I think it might be because we’re the ones who are scared. That is, some of us out there have never known–truly known–a person with a disability, and we’re scared of what we’d find out if we ever did. Would we find a bitter, angry, childish, or pathetic person? Or would we find someone who’s brave, happy, and America’s Sweetheart, so to speak? I think we’d prefer option two. So maybe, just maybe, that’s why we created positive stereotypes–to allay our own fears. And–this is even worse–to blame the person with a disability when those stereotypes don’t hold up. As in, “You didn’t fit my expectations of a happy, sweet, accepting person. You are a BAD CRIPPLE!”

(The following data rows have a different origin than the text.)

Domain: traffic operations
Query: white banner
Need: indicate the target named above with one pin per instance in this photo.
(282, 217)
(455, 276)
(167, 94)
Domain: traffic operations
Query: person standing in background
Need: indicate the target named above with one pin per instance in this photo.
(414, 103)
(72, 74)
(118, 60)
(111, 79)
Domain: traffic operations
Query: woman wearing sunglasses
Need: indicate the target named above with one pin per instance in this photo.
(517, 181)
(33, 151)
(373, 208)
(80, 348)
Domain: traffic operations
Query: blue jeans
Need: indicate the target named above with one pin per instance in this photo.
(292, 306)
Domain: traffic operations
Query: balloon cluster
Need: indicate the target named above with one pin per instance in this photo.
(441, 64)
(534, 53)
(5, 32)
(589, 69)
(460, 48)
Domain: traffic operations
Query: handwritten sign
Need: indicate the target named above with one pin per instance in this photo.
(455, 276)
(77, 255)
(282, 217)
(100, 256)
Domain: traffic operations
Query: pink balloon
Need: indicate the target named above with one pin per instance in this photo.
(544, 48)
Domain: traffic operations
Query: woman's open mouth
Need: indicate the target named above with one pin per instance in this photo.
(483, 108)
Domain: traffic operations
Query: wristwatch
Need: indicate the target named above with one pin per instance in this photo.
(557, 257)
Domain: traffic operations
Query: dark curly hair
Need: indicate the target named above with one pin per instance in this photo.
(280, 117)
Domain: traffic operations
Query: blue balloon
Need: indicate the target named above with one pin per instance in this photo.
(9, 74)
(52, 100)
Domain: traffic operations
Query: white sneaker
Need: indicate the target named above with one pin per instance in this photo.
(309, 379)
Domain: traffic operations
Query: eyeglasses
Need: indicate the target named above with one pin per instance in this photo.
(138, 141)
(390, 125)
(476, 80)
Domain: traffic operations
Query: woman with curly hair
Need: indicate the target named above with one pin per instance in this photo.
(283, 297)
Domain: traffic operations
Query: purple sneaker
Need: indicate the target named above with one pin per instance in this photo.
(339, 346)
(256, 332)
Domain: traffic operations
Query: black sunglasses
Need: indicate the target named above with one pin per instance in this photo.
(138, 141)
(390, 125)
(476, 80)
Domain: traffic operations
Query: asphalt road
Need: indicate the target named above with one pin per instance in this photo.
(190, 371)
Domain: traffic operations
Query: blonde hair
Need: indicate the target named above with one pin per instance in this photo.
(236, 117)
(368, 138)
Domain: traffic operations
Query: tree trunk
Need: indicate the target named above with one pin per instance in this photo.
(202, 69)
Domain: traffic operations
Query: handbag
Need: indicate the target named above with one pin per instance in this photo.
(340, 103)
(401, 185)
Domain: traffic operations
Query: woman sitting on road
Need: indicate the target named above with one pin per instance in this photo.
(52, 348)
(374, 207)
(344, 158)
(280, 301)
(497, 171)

In no way am I suggesting all people without disabilities have this attitude. Most of us don’t. But at some point in history, our ancestors, our families, or even we ourselves, DID. And that’s where the stereotypes came from. Maybe the people who coined them thought they were being helpful. They probably bought into the twisted truth (which = lie), that a positive stereotype is better than approaching people with disabilities on the street and yelling, “Cripple! Retard!” I don’t know what’s worse–that the negative stereotypes still live in a world where they should’ve died decades ago, or that the positive ones thrive in a world so politically correct, so determined to embrace a relativist, humanistic worldview, that it prefers to sugarcoat disability as a “brave struggle” rather than what it is–something that people live with, but that sometimes sucks–and yet, is still an ingenious way to live.

So as you close your notebook on this lesson, remember two things. No one is ever ALWAYS anything. People with disabilities are NEITHER (not either), always happy, nor always bitter. And, to put it in Seuss-speak (ah, the wisdom of Dr. Theodore Giesel), “A label’s a label, no matter how good.” Ditch the labels you put on people with disabilities, and try using their names instead. Behind each name is a person–a person you just might enjoy getting to know for who he or she truly is.

*Special thanks to access.uvic.ca for letting me use your Top Ten Negative Stereotypes (because as we know, in Disability World, a positive stereotype actually inverts into a negative).